We're asking everyone to join us in saving our streams. We want streams to be there for everyone.{% endfilter %}">Send an email</a>
Plus, ActionKit will automatically generate a version of the user’s AKID token scoped to the mailing4, so when a BCC’ed email comes in and gets ingested, it will automatically attribute the resulting action to the right mailing.
Advanced considerations
If you want to allow people to take actions without pre-generated AKIDs (say, from a mailto link on your website rather than from an ActionKit mailing), you can uncomment the lines in the code that set the email parameter based on the sender's address. ActionKit will then try to match or create a user record based on the email address.
The worker currently sends data to ActionKit and forwards the email regardless of whether the ActionKit API call succeeds. You could enhance this to check the ActionKit response and handle errors differently — maybe by adding a custom header to forwarded emails that indicates whether the action was successfully recorded, or by sending a reply to the original sender if something went wrong.
The current target-tracking is quite simple: it’s just a custom action field with the target’s email address. If you plan to use this frequently, you may want to more fully integrate it with a custom target database in ActionKit. That would allow you to assign different targets to different recipients and create more structured relationships between actions and target records in the database.
One limitation to keep in mind: this setup works great for individual advocacy emails, but if someone forwards your mailto:
link to a bunch of people who all send the same message, you'll get duplicate actions in ActionKit. Depending on your campaign goals, you might want to add some validation logic to confirm that the sender’s email address matches the email on file for the AKID, use the AKID as a referring_akid
parameter (for fwd-tracking), and/or include the sender’s email address in the action payload.
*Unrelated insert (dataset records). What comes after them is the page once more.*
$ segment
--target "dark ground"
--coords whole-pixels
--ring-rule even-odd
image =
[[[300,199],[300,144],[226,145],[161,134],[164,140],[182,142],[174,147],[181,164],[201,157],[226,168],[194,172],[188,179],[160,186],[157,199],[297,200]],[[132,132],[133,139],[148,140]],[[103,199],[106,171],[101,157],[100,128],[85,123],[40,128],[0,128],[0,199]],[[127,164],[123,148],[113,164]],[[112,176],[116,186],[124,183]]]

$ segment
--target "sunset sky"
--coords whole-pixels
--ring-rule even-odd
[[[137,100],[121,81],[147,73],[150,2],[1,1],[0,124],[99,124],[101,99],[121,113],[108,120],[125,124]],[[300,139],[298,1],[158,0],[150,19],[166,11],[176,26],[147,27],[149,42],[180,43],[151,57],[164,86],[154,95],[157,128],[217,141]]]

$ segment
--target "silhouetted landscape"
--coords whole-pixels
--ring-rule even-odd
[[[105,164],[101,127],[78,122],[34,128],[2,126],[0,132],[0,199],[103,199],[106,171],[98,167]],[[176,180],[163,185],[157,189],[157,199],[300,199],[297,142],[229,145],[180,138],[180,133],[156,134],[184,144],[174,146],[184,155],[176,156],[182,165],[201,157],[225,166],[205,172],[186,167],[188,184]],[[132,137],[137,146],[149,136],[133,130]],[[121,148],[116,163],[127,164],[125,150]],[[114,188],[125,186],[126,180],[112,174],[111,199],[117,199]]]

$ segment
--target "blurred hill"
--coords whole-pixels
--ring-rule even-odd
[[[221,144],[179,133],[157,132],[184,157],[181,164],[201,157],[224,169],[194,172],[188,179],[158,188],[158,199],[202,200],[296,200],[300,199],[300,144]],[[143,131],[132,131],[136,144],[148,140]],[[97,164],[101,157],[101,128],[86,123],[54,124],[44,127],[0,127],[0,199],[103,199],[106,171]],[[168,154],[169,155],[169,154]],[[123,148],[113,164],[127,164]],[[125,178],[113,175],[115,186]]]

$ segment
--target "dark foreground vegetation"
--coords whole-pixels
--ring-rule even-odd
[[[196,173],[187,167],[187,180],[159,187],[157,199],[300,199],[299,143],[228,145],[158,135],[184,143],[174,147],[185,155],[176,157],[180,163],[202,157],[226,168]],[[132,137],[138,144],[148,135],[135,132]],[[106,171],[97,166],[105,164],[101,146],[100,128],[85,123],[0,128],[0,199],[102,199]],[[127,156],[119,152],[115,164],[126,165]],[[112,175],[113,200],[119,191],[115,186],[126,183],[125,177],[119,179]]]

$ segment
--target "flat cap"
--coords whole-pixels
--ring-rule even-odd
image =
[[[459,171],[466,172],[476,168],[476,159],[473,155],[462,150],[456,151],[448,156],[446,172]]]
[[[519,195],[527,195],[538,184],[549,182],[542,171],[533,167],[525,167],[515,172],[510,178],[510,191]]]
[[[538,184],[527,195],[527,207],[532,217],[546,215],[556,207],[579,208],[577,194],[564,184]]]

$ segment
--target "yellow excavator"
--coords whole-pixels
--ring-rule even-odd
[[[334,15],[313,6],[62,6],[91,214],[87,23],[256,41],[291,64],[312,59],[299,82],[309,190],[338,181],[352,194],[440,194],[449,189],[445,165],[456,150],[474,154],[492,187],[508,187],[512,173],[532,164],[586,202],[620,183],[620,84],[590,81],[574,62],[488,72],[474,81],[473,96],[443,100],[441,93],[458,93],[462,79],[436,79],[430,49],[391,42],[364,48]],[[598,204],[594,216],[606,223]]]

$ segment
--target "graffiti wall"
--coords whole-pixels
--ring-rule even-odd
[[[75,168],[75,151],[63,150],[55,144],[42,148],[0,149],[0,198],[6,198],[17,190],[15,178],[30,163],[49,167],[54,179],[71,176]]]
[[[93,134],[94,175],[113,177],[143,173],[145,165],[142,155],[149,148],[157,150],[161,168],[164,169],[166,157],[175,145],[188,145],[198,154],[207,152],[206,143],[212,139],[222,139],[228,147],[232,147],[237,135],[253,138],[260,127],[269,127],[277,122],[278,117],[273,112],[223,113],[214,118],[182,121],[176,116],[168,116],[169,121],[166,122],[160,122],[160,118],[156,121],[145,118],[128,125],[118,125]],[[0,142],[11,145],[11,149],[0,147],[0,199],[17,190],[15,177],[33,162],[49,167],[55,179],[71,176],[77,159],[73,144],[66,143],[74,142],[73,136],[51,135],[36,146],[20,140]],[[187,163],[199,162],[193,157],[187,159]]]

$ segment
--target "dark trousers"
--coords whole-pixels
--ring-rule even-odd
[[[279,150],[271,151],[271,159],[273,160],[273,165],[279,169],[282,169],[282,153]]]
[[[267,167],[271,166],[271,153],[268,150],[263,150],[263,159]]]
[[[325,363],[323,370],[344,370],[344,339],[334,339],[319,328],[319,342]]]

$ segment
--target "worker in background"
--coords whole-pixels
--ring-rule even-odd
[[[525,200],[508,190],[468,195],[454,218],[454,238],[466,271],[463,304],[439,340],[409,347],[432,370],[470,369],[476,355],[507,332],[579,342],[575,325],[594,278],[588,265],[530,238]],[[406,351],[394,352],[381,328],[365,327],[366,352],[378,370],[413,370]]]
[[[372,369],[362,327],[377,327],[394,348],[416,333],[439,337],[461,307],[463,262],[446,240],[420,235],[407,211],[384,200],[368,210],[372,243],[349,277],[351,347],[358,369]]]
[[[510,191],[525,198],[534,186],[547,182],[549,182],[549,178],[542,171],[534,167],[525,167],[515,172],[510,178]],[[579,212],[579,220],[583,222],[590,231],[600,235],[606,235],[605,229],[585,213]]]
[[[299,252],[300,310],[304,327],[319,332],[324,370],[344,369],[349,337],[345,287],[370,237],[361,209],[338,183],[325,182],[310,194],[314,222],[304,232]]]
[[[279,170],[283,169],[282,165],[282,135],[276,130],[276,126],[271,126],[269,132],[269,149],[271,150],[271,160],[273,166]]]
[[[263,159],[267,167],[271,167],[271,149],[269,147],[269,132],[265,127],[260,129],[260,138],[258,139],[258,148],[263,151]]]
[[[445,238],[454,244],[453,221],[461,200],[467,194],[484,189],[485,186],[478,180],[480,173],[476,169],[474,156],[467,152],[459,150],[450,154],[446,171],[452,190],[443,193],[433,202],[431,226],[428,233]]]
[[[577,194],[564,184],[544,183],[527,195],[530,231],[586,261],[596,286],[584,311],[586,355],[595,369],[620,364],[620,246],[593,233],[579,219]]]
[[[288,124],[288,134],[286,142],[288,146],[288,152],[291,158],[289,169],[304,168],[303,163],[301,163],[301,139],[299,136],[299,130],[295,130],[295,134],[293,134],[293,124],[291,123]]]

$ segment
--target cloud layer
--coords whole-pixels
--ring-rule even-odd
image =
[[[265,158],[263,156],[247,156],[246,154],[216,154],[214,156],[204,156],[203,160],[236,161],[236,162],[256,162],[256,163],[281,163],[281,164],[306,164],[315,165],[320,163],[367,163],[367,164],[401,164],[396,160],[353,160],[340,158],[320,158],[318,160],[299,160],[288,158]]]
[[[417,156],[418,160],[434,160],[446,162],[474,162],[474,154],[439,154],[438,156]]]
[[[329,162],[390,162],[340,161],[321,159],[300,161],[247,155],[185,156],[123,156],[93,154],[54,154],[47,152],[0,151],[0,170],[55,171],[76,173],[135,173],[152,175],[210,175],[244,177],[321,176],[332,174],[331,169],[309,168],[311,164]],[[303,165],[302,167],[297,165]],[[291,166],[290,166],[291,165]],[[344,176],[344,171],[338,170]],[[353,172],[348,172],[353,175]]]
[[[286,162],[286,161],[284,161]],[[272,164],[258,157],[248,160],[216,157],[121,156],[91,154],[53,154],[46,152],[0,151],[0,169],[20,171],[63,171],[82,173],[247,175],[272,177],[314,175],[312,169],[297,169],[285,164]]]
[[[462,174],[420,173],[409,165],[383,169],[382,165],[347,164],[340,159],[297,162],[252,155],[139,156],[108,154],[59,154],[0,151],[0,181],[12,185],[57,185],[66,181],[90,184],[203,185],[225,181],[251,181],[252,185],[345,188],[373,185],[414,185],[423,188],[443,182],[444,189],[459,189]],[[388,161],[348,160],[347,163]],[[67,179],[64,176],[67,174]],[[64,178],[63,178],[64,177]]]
Instead, they all work by sending a JSON representation of an inbound email to a URL of your choice. You then set up your own code to listen at that URL as a standard HTTP endpoint.
Like Netlify, Vercel, Cloudflare, Zapier, Heroku, and many others.
To work around this, you need to set up another inbox somewhere and configure mail forwarding. This adds cost and/or complexity and can be somewhat brittle.